Mustafa Ataş, hapşırma ve öksürme ile ortama salınan partiküllerin de gözde enfeksiyona neden olabileceğini söyleyerek, “Çocuklarda ise özellikle bakteriyel konjonktivit dediğimiz bakterilerle oluşan konjonktivit daha sık olmaktadır. Bu bakteriyel konjonktivite tabi bazen çocuklarda orta kulak iltihabı, bademcik iltihabı eşlik edebilmektedir. Bunlarda bazen tabi topikal antibiyotik yanında sistemik bir ilaç da vermek gerekebiliyor. Bakteriyel konjonktivitler bazen tabi daha ağır da seyredebiliyor. Genelde büyük oranda halim seyirli olmasına rağmen, bakteriyel konjonktivitlerle bazen çok ciddi bakteriyel enfeksiyonlardan gözde kornea etkilenebilmektedir. Çok ileri aşamalarda korneada yırtılmalar ve körlüğe kadar gidebilmektedir. O yüzden konjonktiviti küçümsememek gerekiyor. Basit bir göz iltihabı dememek gerekiyor. Bu cildi iltihaplarda bazen göz tutulumu olup körlüğe kadar gidebileceği için gerekirse bunları yatırıp bazen tedavi de etmek gerekebiliyor. Dikkat etmek gerekiyor. Korumada ise şuna dikkat etmek lazım. Özellikle toplu bulunan ortamlarda bulaşıcı olduğu için el hijyeni çok önemli gerçekten. Çok sık el yıkamak gerekiyor. Özellikle göze temaslardan sonra çocuklar maalesef buna dikkat etmiyor. Ortak kullanılan eşyalar mesela havlular var. Bunları ayırmak gerekiyor mutlaka.

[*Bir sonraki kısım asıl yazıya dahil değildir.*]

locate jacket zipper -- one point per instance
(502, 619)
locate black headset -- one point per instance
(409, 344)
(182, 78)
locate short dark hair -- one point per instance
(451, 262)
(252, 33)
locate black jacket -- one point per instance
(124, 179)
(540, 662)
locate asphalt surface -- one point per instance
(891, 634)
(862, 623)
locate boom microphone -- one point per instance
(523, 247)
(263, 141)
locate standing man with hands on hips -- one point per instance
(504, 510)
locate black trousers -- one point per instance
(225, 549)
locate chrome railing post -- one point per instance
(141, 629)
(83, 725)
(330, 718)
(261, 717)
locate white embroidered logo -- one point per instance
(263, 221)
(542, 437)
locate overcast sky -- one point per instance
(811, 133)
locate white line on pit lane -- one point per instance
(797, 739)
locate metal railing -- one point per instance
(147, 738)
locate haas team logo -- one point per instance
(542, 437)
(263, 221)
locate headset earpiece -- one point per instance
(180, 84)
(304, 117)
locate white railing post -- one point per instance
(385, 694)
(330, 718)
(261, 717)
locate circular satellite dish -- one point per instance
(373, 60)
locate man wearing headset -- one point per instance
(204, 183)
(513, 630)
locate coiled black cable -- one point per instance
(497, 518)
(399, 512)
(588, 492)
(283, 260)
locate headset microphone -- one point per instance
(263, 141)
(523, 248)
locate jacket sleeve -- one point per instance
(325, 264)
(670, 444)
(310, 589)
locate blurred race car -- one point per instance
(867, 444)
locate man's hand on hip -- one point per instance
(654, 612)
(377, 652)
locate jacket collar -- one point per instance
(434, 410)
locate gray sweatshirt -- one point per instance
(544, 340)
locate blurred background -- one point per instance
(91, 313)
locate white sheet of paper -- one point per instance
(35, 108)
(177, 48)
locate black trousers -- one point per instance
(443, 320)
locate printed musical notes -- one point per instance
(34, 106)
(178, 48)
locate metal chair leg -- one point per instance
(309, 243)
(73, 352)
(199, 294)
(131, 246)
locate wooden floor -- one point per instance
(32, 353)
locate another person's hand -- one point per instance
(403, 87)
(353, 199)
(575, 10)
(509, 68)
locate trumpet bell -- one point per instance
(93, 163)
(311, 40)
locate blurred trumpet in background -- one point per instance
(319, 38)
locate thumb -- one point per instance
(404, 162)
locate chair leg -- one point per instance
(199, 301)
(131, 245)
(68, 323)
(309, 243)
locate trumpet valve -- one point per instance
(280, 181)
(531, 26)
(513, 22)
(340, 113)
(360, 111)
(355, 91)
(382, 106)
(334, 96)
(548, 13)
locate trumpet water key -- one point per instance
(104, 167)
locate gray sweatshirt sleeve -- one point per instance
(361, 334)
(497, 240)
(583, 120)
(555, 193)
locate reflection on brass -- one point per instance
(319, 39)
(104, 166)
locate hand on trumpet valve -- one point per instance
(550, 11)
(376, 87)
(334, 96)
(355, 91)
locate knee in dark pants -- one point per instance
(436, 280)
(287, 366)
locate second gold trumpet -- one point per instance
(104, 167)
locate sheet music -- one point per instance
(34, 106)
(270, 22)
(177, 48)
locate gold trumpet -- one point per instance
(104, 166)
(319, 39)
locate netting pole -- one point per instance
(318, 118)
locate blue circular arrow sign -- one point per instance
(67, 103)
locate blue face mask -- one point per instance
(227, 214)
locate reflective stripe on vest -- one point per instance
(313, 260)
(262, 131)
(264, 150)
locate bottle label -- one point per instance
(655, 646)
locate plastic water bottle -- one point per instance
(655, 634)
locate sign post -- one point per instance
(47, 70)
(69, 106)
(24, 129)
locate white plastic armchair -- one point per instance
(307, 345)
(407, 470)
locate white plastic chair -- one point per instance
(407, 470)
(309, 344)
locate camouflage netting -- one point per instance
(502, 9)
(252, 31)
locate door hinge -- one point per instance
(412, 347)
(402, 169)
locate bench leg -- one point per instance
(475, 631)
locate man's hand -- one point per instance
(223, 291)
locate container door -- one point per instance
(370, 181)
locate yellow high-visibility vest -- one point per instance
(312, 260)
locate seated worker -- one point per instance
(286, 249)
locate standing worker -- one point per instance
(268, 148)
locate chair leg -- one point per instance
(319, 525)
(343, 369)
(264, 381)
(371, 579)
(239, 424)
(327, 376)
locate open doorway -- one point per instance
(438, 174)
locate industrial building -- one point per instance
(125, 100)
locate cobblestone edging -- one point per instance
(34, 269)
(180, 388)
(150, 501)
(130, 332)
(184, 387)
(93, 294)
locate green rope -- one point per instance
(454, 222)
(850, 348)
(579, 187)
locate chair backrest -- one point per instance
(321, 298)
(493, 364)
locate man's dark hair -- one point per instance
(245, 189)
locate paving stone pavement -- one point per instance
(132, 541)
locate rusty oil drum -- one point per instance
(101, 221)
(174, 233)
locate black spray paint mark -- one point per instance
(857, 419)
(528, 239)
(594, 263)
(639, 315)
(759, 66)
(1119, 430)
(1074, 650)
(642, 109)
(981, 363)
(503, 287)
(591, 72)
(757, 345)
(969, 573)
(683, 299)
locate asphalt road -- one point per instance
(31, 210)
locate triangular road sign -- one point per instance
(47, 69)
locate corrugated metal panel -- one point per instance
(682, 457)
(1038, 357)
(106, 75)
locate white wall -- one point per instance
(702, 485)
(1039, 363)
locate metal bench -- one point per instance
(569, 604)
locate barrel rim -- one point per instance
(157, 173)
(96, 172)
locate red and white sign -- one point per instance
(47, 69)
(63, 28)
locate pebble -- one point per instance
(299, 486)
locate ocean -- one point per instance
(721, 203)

Ciddi bir enfeksiyon varsa belki bu çocukların veya kişilerin kendi izole etmesi lazım. Topluma karışmaması lazım belli bir süre enfeksiyonu geçene kadar. Şayet kontak lens kullanıyorlarsa kontak lenslerini kesinlikle bırakmaları gerekiyor bu dönemde. Kontak lensleri kullanmamaları gerekiyor. İyileşene kadar en az belirtileri geçtikten sonra 2-3 güne kadar 48 saate kadar ara vermeleri gerekiyor. Çoğu dediğim gibi yine iyi huylu seyretmesine rağmen, bazen çok ciddi tutulumlar olur. Ciddi görme kayıplarına yol açabileceği için mutlaka bir göz hekimine muayene olup gerekli tedavilerini alması gerekiyor. En önemli bulaşı yolu zaten direkt temas. El ile göze temas etmeleri, başkalarına bulaştırmaları ve gribal enfeksiyonlarda hapşırma ve öksürme ile ortalama salınan partiküllerden de göze bulaşma olabiliyor. Buna dikkat etmek gerekiyor. El hijyeni çok önemli. Ele direkt temas ve bundan başkalarına temas en önemli bulaşı yollarından birisidir” ifadelerini kullandı.